Intracellular ROS was quantified with a fluorescence plate reader using 2, 7-dichlorodihydrofluorescein diacetate (DCFH-DA, Sigma)[14]. The cells on black 96-well plates were treated with tectorigenin at with tectorigenin at 20, 40, 60 and 100 μg/mL for 1, 3, 6 and 24 h, respectively, and incubated with DCFH-DA at 37°C for 30 min. After DCFH-DA was removed, the cells were washed with phosphate buffered saline (PBS). DCFH-DA-loaded cells were read on a Safire fluorescence plate reader (Tecan, Crailsheim, Germany).

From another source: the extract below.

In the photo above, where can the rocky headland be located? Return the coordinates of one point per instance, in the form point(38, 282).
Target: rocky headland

[Ca2+]i was monitored using fluorescent Ca2+-sensitive dye, a Fura 2-acetoxymethyl ester (Fura 2-AM)[15]. Cells were cultured and treated with tectorigenin for 1, 3, 6 and 24 h, respectively, and preloaded with 1 μmol/L Fura2-AM for 30 min in dark at 37°C in a humidified incubator. After loading with Fura2-AM, cells were collected, gently rinsed three times with D-Hanks’ solution, and resuspended in D-Hanks’ solution containing 0.2% BSA at 106cells/mL. Intracellular [Ca2+]i was measured at an emission wavelength of 510 nm and an excitation wavelength of 340 and 380 nm on a Safire fluorescence plate reader (Tecan, Crailsheim, Germany). The ratio of fluorescence intensity at 340 to 380 nm (F340/F380) was used to estimate intracellular free calcium.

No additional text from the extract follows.